Trinity Mirror closes titles while negotiating Bullivant buyout
3 August 2009
The Trinity Mirror group (TM) has been accused of closing down weekly titles in the West Midlands while negotiations were in hand to sell them as going concerns.
Chris Bullivant, chairman of Bullivant Media, which owns other weeklies in the region, has released a series of email messages showing that he was offering to save at least four of the nine titles that have closed in the last couple of weeks.
Text from the emails has today (3 August) been published by Roy Greenslade on his Media Guardian blog. The correspondence was with Phil Machray, TM's director of corporate development. The replies have not been published.
Roy Greenslade writes that the company has not responded to the allegations and the NUJ is demanding that it answers the questions that are raised.
The four titles are in Burton, Walsall, Lichfield and Tamworth. Chris Bullivant says he had raised £400,000 in capital to keep the titles going and a sale would have saved Trinity Mirror £1 million in redundancy and other costs.
"You have chosen to close them and offer no explanation either for taking that course of action or for refusing to continue our dialogue… I cannot believe that an organisation of Trinity Mirror's size and reputation cannot continue to produce these titles while it is in discussion with at least one genuine potential purchaser.

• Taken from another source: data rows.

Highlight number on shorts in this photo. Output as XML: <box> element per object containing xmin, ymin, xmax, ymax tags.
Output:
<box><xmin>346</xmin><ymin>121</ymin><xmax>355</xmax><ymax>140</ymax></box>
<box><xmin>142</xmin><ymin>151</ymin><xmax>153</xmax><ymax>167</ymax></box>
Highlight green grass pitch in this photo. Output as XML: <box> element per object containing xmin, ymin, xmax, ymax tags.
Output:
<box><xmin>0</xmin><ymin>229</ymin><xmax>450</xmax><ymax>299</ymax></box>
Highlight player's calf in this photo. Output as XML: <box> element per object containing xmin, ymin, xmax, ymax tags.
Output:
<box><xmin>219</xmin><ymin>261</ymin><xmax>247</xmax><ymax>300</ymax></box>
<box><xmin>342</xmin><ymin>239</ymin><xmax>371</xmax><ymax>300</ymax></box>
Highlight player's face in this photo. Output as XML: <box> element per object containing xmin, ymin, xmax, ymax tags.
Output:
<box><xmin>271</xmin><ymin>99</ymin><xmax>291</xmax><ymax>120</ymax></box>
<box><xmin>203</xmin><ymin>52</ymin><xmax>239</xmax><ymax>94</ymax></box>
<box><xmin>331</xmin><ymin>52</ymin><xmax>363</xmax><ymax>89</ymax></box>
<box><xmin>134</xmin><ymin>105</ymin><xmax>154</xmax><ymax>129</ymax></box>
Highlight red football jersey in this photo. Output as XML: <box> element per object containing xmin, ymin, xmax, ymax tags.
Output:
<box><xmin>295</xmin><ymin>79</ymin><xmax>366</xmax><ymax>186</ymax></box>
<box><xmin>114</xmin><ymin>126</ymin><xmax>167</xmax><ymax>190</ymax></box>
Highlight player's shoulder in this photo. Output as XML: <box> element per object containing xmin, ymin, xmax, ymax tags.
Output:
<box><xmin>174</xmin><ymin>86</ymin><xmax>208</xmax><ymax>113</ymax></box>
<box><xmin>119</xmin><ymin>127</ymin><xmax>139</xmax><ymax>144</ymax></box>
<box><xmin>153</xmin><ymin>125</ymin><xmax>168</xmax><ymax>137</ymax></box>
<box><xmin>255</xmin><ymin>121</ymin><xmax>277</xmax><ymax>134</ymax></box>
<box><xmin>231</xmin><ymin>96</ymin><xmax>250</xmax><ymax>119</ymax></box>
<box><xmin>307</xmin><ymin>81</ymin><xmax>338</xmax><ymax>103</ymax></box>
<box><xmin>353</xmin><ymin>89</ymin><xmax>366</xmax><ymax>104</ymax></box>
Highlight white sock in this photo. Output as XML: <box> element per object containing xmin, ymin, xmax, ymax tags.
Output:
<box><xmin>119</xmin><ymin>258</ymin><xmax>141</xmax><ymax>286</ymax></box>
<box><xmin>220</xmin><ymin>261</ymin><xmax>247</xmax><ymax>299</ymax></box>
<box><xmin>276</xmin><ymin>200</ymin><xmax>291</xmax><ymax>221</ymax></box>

"I am angered by what I perceive as the cavalier way TM close venerable newspapers and dispense with many valuable personnel without seeming to 'give a damn'."
Chris Morley, NUJ North of England Organiser, who for years was a journalist and Father of the union chapel on Trinity Mirror's Birmingham Post and Mail, said:
"People in the towns evacuated by Trinity Mirror with the closure of the Midland weeklies will no doubt ask why they lost their newspapers when there was a likely buyer knocking on the door. The shareholders of the group may well also be asking why hundreds of thousands of pounds potentially on offer was shunned.
"Our members are certainly angry that many good weekly titles, that have provided the career start for generations of journalists – myself included – have been lost without every effort being made to secure their futures.
"The company should come clean about its dealings and tell us why more was not done to save those titles it has closed."
In June, the NUJ chapel in Birmingham put forward a business plan to save the weeklies and the 94 jobs TM said it wanted to ditch. Instead, the company pressed on with its closure plans and the chapel – together with the sister chapel in Coventry – voted for strike action against the threatened redundancies.
The strikes were called off on 28 and 29 July, just two days before it was due, when the company agreed not to enforce any compulsory job losses.